С каждым пересказом менялись мелкие детали: однажды Па Рам стал пони, а не конем — проговорилась, да и мост над рекой иногда больше напоминал камни брода в ручье. Но никакие изменения не умаляли нашей любви к истории. Мы всегда вздыхали: сначала довольно, потом с тоской по утраченному миру. И никогда не просили повторить то, что случилось потом: Ён Маль и Ми Чжа — служанка, ставшая ей как младшая сестра, — пропали по дороге на рынок, отправившись за сладостями для Па Рама.
— Надо было не выпускать мужа из объятий, — пробормотала Ён Маль себе под нос, охрипнув от сожаления, — надо было сказать, как я полюбила его за такой короткий срок.
Ми Чжа начала всхлипывать, задыхаясь. В молчании мы впитывали часть их тоски и хоронили в яме у себя внутри. Чжа Ён, лежа рядом с Ми Чжа, крепко прижала ее к своей большой груди. Потом нашарила припрятанный в кармане кусочек карамели и ласково вложила в ладошку служанки.
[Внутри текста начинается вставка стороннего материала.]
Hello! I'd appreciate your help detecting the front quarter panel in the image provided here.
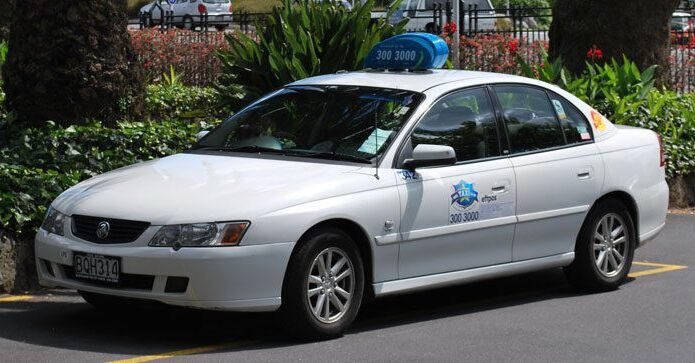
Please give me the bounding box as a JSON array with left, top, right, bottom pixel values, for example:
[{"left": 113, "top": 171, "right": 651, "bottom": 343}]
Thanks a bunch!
[{"left": 251, "top": 168, "right": 400, "bottom": 282}]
Мы с Ён Маль были очень похожи. Обе смышленые и упрямые, как говорили остальные. Старались не плакать перед нашими похитителями утешения. Даже внешне мы были как две капли воды: того же роста и веса, с высокими скулами и слегка квадратными подбородками, чем и привлекали, и отторгали мужчин. «Вас легко можно принять за сестер», — однажды не удержался и сказал Дзёба-сан, всего с пары шагов спутав меня с Анзу. Общей была и наша страсть к историям.
Но в отличие от Ён Маль, которая держалась за истории из дома, я своих избегала. Особенно последнего воспоминания о маме. Как после смерти отца она с каждым днем сбрасывала слой за слоем. Как ее растущий живот словно высасывал из нее разум, ее остроумие. Не за эту историю о маме мне хотелось держаться. Я не могла переступить эту пропасть между моей любимой мамой, энергичной современной женщиной, водившей дочурку на уроки английского к иностранным миссионерам, и той сероглазой мышкой, чья воля к жизни съежилась вместе с кончиной деспота.
Моя тяжелая жизнь была полна насилия. Отец своими кулаками и ртом сожрал мое детство. Станция утешения отняла мою юность. Но я так и не почувствовала себя женщиной. Нет, я видела в своих глазах старуху — сгорбленную, больше ничему не удивляющуюся да и ничего не ждущую от жизни, не считая неизбежного конца.
Но время от времени, отчаянно стараясь не сойти с ума, я вспоминала землю своей родной деревни, Хёгури. Вспоминала березовую рощу, где мшисто-зеленые листья сохраняли почву влажной и теплой круглый год. В детстве я ела ту землю. Любила смаковать ее текстуру, и нежную, и колючую, ее теплый ореховый вкус, таивший удивительно горькую, металлическую пикантность. После смерти отца, когда мы похоронили его в березовой роще, я перестала есть землю. Снова начала только на станции, после первой смерти девушки для утешения. Это была Су Ри: ее одолела тоска по дому. Накануне ее смерти меня охватило желание попробовать землю на станции в надежде, что это вернет хотя бы мои чувства в некогда знакомый мир, в березовую рощу родной деревни. Но почва Семаранга — совсем не почва Хёгури. Слишком мелкая, слишком шелковистая, текстура сродни песку или мелу — ни капли той металлической горечи, которой мне не хватало.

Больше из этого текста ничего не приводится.